The screenshot shows a conversation about title abbreviations in the English Language & Usage Stack Exchange. Style rules are less agreed upon than we usually imagine.
Dr Ulysses Everett McGill thought himself most qualified to lead the group. I hope Mr Anderson wins. Who’s heard from Ms Tippet? Ahna Skop, PhD, is our featured speaker.
In the paragraph just previous, did you trip over any of the abbreviations? Did you question what any of them meant? I very much doubt it. It’s typical, especially in countries other than the US, to omit periods for PhD, MA and other academic or professional designations that appear after a person’s name, aka post-nominal titles.

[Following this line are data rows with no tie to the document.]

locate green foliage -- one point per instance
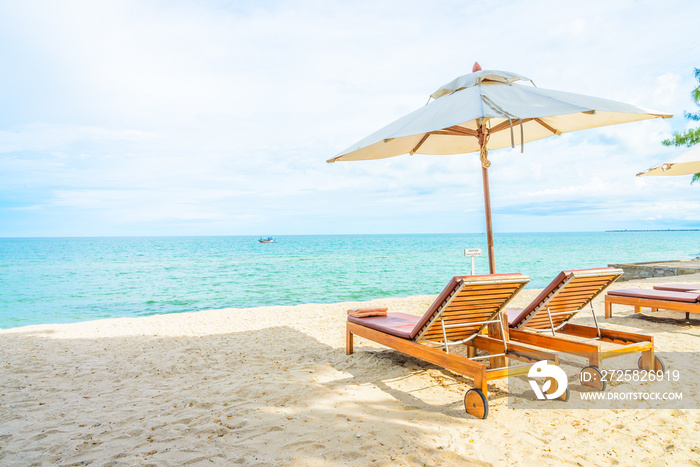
(692, 136)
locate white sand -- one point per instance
(273, 386)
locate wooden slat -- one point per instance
(451, 362)
(552, 343)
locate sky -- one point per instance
(130, 118)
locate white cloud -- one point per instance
(222, 115)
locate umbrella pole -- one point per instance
(489, 228)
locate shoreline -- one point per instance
(273, 385)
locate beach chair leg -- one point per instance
(497, 331)
(646, 361)
(596, 360)
(348, 342)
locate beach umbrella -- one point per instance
(486, 110)
(687, 163)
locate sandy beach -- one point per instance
(272, 385)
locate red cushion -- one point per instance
(396, 324)
(658, 295)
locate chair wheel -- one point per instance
(658, 364)
(554, 386)
(591, 376)
(475, 403)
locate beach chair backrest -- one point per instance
(565, 296)
(465, 304)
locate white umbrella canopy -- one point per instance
(487, 110)
(687, 163)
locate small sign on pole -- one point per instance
(472, 252)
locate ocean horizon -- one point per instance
(68, 279)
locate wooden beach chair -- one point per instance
(465, 308)
(675, 297)
(551, 311)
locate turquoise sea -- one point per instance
(61, 280)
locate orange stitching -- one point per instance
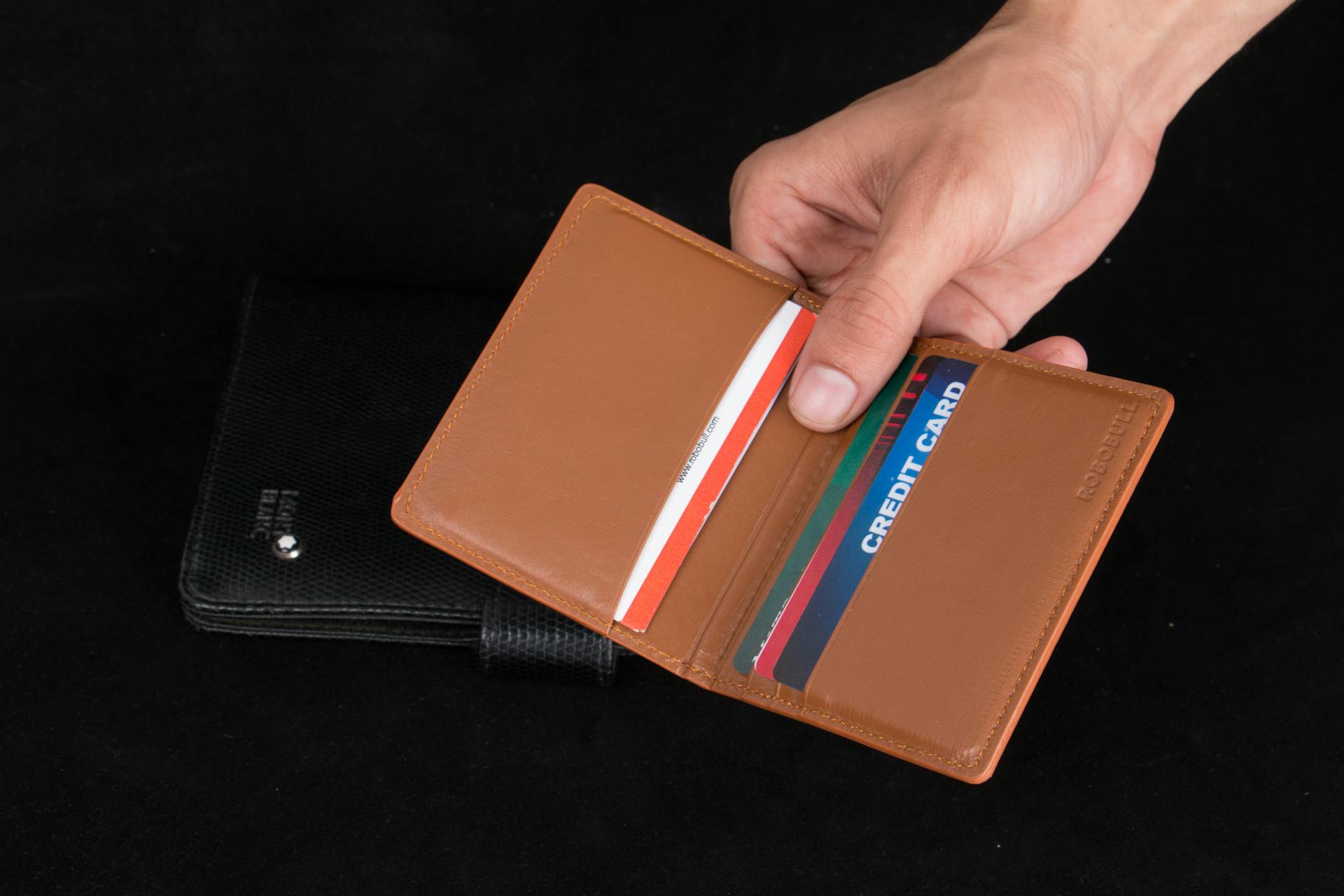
(713, 678)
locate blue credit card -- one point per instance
(874, 520)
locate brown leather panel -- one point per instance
(559, 450)
(948, 633)
(552, 464)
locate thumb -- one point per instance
(864, 331)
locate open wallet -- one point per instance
(899, 582)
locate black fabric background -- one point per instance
(1184, 738)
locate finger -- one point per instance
(1057, 349)
(753, 223)
(867, 324)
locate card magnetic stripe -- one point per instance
(825, 510)
(907, 458)
(803, 592)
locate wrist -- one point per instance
(1148, 55)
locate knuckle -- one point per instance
(869, 318)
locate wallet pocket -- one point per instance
(942, 641)
(559, 450)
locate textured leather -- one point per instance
(521, 637)
(331, 393)
(549, 466)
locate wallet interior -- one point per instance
(559, 450)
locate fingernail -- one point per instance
(823, 396)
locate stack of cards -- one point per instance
(854, 519)
(713, 461)
(855, 516)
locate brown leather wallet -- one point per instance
(556, 454)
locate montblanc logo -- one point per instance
(1107, 450)
(274, 522)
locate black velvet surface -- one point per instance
(1183, 739)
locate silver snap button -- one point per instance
(286, 547)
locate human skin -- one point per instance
(960, 200)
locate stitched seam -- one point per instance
(710, 678)
(706, 248)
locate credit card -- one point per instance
(862, 542)
(820, 519)
(714, 458)
(843, 519)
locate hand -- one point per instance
(960, 200)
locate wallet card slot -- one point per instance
(948, 630)
(738, 540)
(555, 457)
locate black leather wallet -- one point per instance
(331, 396)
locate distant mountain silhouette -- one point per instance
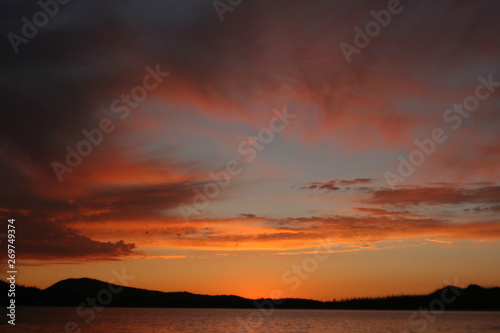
(74, 292)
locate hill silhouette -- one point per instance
(84, 291)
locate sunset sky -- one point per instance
(233, 147)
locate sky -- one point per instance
(326, 150)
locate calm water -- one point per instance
(111, 320)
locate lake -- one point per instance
(146, 320)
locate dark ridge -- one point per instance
(85, 291)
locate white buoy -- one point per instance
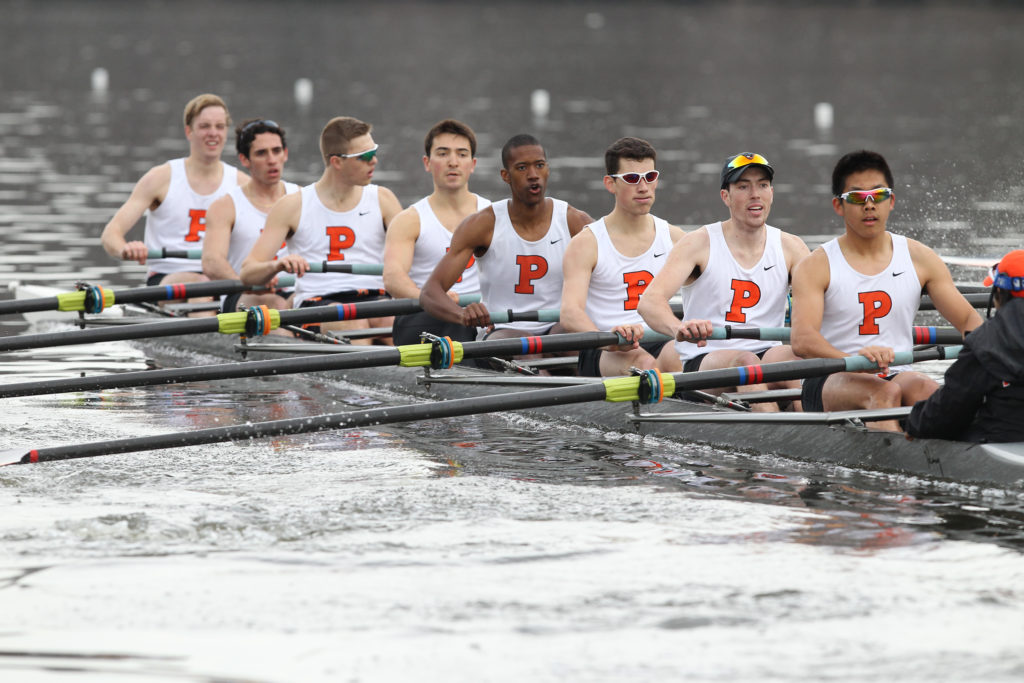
(822, 116)
(100, 80)
(303, 92)
(540, 103)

In digital style the same practice can apply to pre-nominal title abbreviations such as Dr, Mr, Ms, and the like.
Characters are at a premium
Every keystroke counts when the container for content is reduced to a single column on a device that fits in a front pocket. Punctuation marks are superfluous when they take up precious space with no corresponding meaning enhancement. That’s the key. Nothing wrong with as many characters as are needed to do the job. But just as Strunk advised to “avoid needless words” in The Elements Of Style, I advise to avoid needless characters in The Elements Of Digital Style.
Excessive abbreviations weaken the hard stop
The more you use a period for other than the end of a sentence, the more ambiguous it becomes. Multiple periods in a single sentence dilute the mark’s most important meaning. And when a sentence ends with an abbreviation, the period is forced into double duty, which can be confusing.
We got this
Experience forms expectation, and our brains fill in the meaning of symbols. We all know that PhD is an abbreviation for Doctor of Philosophy, and we don’t need periods for clarity. I submit the same is true for Dr, Mr, Ms and other pre-nominal title abbreviations.
The period is a powerful visual cue—one of the earliest chunking devices. In separating sentences, the period lifts a heavy load for such a tiny mark. Give it a rest; save it for its most important task.